Virgen con Niño

Madonna con el Niño y dos ángeles, llamada Lippina,[2]

Virgen con el Niño o Madonna son las denominaciones convencionales para designar el tema artístico más frecuente en la iconografía del arte mariano y uno de los más tratados en todo el arte cristiano: la representación de la Virgen María junto con el Niño Jesús, su hijo.

Después de cierta resistencia y controversia inicial, la fórmula «Madre de Dios» ( Theotokos) fue adoptada oficialmente por la iglesia cristiana en el Concilio de Éfeso, 431. La primera representación de Virgen con Niño que se conserva puede ser la pintura mural en la Catacumba de Priscila, Roma, en la que aparece la Virgen sentada amamanta al Niño, quien a su vez vuelve la cabeza para mirar al espectador.[3]

Mural en las catacumbas de Priscila.[4]

Las primeras representaciones consistentes de la Virgen Madre con su Hijo se desarrollaron en el Imperio de Oriente, donde, a pesar de la tendencia iconoclasta en la cultura que rechazaba las representaciones físicas como « ídolos», el respeto por imágenes veneradas (muchas consideradas milagrosas, algunas de ellas la tradición las suponía pintadas San Lucas)[10]

En Occidente, los hieráticos modelos bizantinos fueron seguidos estrechamente en la Edad Media, pero con la creciente importancia del culto a la Virgen en los siglos XII y XIII se desarrollaron una más amplia variedad de tipos para satisfacer la corriente de unas formas de piedad más intensamente personales. En las fórmulas usuales góticas y renacentistas, la Virgen María se sienta con el Niño Jesús en su regazo, o lo abraza. En las primeras representaciones la Virgen se encuentra entronizada ( Maestà, Sedes sapientiae), y el Niño, plenamente consciente de su divinidad, alza su mano ofreciendo una bendición.

Esculturas góticas tardías de la Virgen con el Niño pueden mostrar a una Virgen en pie con el Niño en brazos. La iconografía varía entre imágenes públicas e imágenes privadas proporcionadas en una escala menor y que se pretendía que se dedicaran a la devoción personal en las habitaciones particulares: las representaciones de la Virgen amamantando al Niño (« Virgen de la Leche») solían limitarse a esos iconos devocionales privados.

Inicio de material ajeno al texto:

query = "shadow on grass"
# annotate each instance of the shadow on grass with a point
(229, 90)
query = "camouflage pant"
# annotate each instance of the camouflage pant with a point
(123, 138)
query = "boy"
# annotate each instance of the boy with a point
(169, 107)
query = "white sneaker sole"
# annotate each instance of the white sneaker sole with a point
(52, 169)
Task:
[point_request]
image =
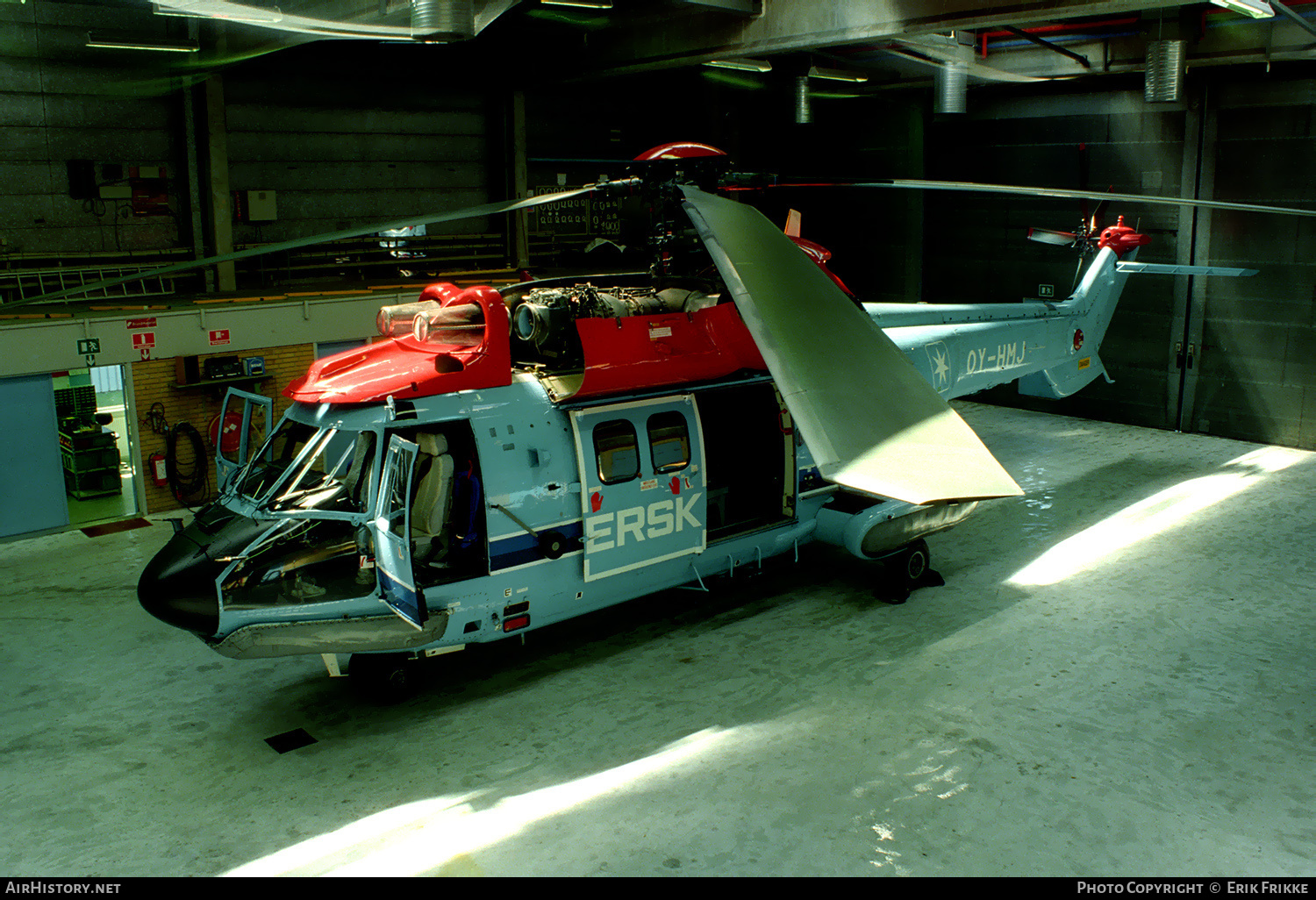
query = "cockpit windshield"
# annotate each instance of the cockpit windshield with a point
(303, 468)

A menudo María y Jesús están rodeados por otros personajes, como San José (en este caso se habla de una Sagrada Familia). En una variación italiana del siglo XV se añade a la imagen un san Juanito (San Giovannino en italiano) mirándolos, esto es, San Juan Bautista de niño, puesto que era casi coetáneo de Jesús. También pueden aparecer otros parientes de la Virgen María como santa Isabel o santa Ana, o incluso otros santos (en sacra conversazione) elegidos por razones variadas, por ejemplo los santos tutelares de los comitentes de la obra, fuera un particular, una familia noble o regia, una institución religiosa o laica, o una ciudad.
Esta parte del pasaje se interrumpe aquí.